Even so, the Athlon 64 FX and the P4 EE share a common heritage: they are plucked from the top end of each manufacturer’s professional workstation/server lineup of chips. Specifically, the Athlon 64 FX-51 is a 940-pin chip nearly identical to an Opteron, with the exception that it runs at 2.2GHz. Before today, the fastest Opteron ran at 2.0GHz. No more. The Opteron 148 chip arrives at 2.2GHz as the workstation equivalent of the Athlon 64 FX. The 248 and 848 models, meanwhile, raise the prospect of servers and workstations with multiple processorschips just like the Athlon 64 FXrunning in tandem.
Now, grab your drool rag and ride along as we put the Opteron 148 and 248 CPUs through their paces to see how they measure up as workstation processors.
Introductions and preliminaries
The Opteron 148 is intended for single-processor workstation PCs, while the 248 model can run in pairs. Otherwise, these things are the same basic product: Opterons running at 2.2GHz. They’re based on AMD’s eight-generation Hammer microarchitecture, with extensions to support 64-bit computing and all the rest. Since the Opteron x48 series is just a speed bump, I won’t belabor the point. You can read our introduction to the Hammer architecture here.
I should note a few things, however, before we dive into the test results.

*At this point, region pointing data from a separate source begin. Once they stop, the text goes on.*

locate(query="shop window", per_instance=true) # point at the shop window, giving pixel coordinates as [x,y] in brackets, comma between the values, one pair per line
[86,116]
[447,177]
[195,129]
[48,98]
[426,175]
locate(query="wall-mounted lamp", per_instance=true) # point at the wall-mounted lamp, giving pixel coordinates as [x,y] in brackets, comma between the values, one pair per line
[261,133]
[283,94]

First, it really is the case that the Opteron 148 and the Athlon 64 FX-51 are the essentially same product with different names. They both run at 2.2GHz; both nestle into 940-pin sockets; both support dual channels of DDR400 memory. They are, I suppose, aimed at slightly different markets, but both products compete with the Pentium 4, which straddles the high-end desktop and low-end workstation segments. So I dunno. To make things simpler, I’ve included only one set of benchmarks for the Athlon 64 FX-51 and Opteron 148 chips. You can read the results together, because they perform the same.

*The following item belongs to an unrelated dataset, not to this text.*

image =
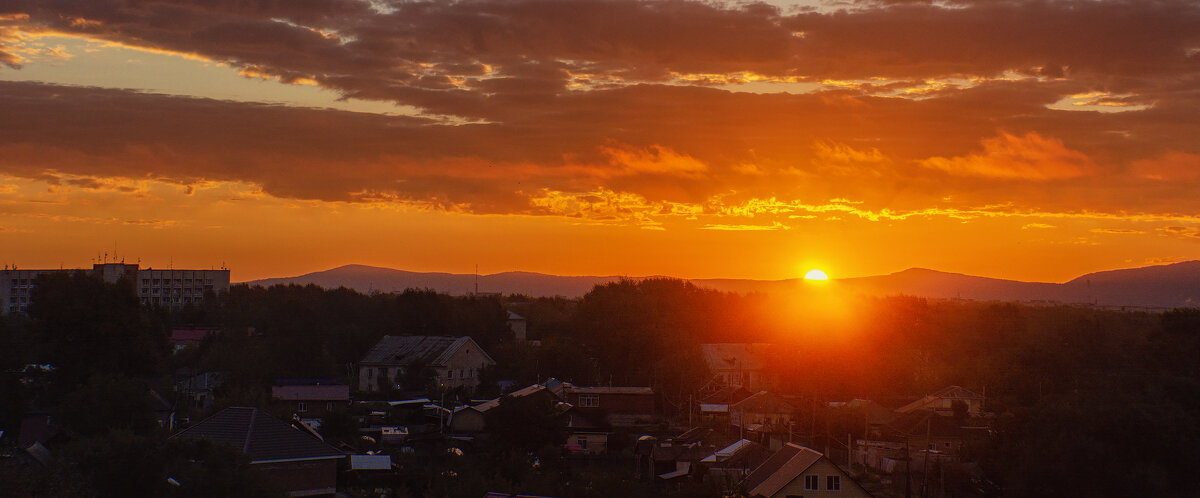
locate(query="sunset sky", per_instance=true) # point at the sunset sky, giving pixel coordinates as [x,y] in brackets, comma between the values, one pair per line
[1020,139]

Next, the Opteron 146, 148, 246, and 248 chips in our test results all come from systems with DDR400 memory, while the Opteron 140 and 240 setups use DDR333 memory. AMD has been a little fuzzy on DDR400 support in the Opteron line, but the company has now decided to endorse DDR400 officially for the x46 models and above. Of course, Opterons still require registered DIMMs, whatever the speed.

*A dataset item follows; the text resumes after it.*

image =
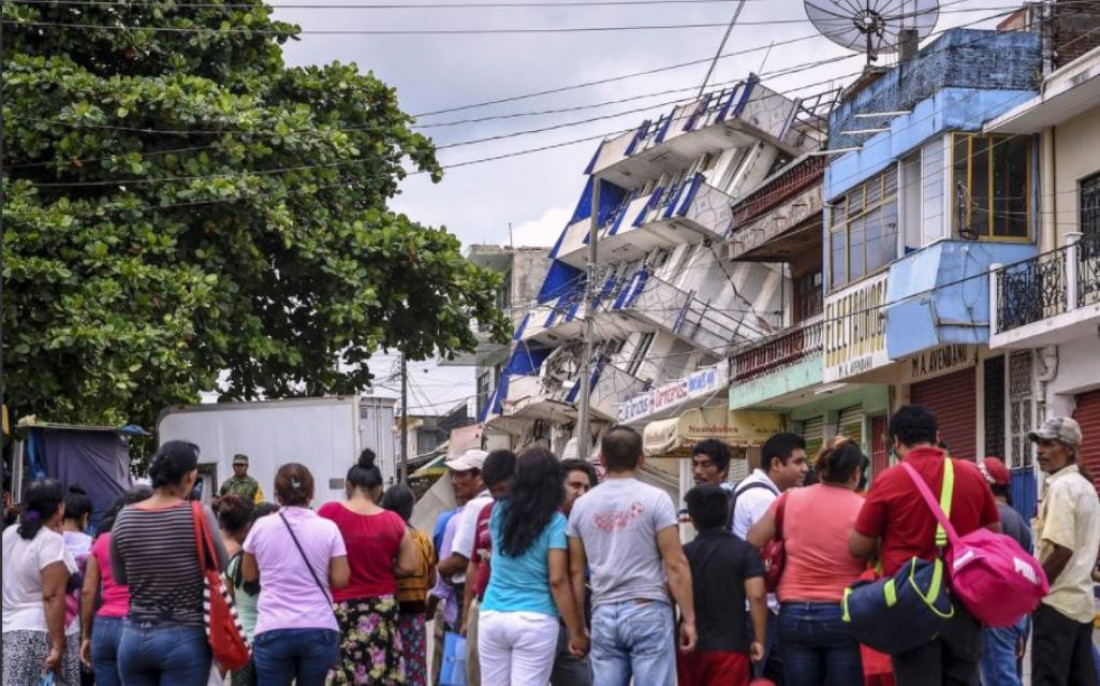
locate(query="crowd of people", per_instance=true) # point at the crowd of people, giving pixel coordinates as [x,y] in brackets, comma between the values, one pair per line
[550,574]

AMD’s test kit for the Opteron 148/248 included an MSI 9130 motherboard, a very decent motherboard that we’ve used in the past for some of our testing. The 9130 is based on VIA’s K8T800 chipset, which has proven faster than NVIDIA’s nForce3 Pro for most tasks. However, the MSI 9130 has one glaring weakness: it doesn’t have DIMM slots hanging off its second CPU socket, so the second processor’s built-in memory controller doesn’t have access to any local memory. As a result, CPU 1 will always have to go through CPU 0 in order to access memory, and half of our dual Opteron’s potential memory bandwidth can’t be realized. The MSI 9130 isn’t unique in this regard; at present, most dual Opteron workstation boards use this sort of memory configuration.
Perhaps it’s just as well, because the Windows XP Pro kernel isn’t aware of the Opteron’s non-uniform memory access (NUMA) architecture, and thus can’t take full advantage of an optimally configured Opteron rig. What’s more, the 64-bit version of Windows XP has been delayed, so we aren’t likely to see a truly optimal version of Windows for the Opteron for quite some time. The Opteron will have to live with some handicaps in our testing, but these are the same handicaps many real Opteron workstations are likely to face.
Speaking of handicaps, the only Intel Xeon chips we’ve included as foils to the Opteron 248 series run at 2.66GHz with 512K of L2 cache. Nowadays, top workstation Xeons come at 3.2GHz with 1MB of L3 cache. I wish we could have included those chips in our review, but Intel tends not to make its Xeon chips available to the media for comparisons like this one, despite our best efforts. And at about a grand a pop, we’re not too keen on buying the latest and greatest Xeons each time we conduct a review. So, uhm, sorry.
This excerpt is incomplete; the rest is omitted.